In 1975, Islamabad sent in mujahedin guerrillas to the Panshir valley north of Kabul to destabilise the regime of President Sardar Daud, a staunch advocate of Pashtunistan. This guerrilla activity led to the intervention of the USSR in December 1979.
Pakistan then became a springboard for American-backed military action against the Soviet occupation and the pro-communist Afghan government. By the 1990s, with the Taleban in power, Afghanistan was halfway to becoming a colony of Pakistan.
The Taleban effectively became Islamabad's puppet regime, supporting Islamabad on Kashmir, never questioning the Durand line and providing strategic depth for Pakistan in case of war with India. Had it not been for September 11, and the US decision to root out the al-Qaeda network, Afghanistan would have remained a quasi-colony for years to come.

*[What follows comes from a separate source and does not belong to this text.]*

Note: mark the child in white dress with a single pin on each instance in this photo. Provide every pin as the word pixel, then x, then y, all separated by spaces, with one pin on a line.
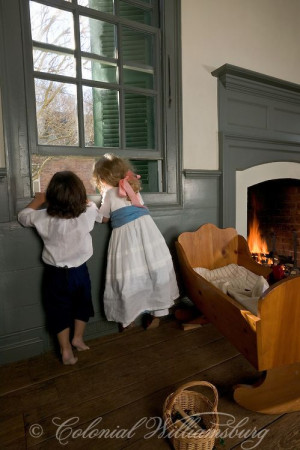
pixel 140 275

During their talks, Musharaf and Karzai spoke at length about the importance of recognising each other's territorial integrity, but analysts say that there will have to be a serious reassessment of the border between the two countries if they really want to improve bilateral relations.

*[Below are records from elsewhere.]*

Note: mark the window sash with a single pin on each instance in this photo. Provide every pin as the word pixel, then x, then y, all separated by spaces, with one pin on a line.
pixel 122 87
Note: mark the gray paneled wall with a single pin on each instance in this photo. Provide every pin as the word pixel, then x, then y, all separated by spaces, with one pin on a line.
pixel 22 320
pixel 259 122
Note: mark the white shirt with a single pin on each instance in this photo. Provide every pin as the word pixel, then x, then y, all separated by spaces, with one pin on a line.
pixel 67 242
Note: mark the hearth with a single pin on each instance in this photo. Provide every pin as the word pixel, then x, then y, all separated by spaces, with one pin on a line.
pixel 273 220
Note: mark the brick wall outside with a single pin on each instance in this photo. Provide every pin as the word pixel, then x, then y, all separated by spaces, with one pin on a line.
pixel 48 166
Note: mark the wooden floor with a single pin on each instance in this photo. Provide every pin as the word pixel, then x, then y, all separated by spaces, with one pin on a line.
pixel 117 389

At the moment, Afghanistan is not strong enough to tackle negotiations over the Durand line - it has other priorities. Pakistan knows this and may also try to increase its influence amongst the Pashtuns, with the aim of persuading them to drop their objections to the Durand line.
For now, though, it's crucial that this highly controversial issue does not interfere with attempts by both countries to get on. Landlocked Afghanistan is dependent on the Pakistani port of Karachi for its trade. Islamabad, meanwhile, is keen to have access to the markets of Central Asia, for which Afghanistan is a key transit country. Of more immediate importance is the return of some 2.5 million Afghan refugees living in Pakistan and the repatriation of Pakistanis imprisoned in Afghanistan.
Yasin Bidar, former editor of the Kabul Times, is a Dutch-based freelance journalist.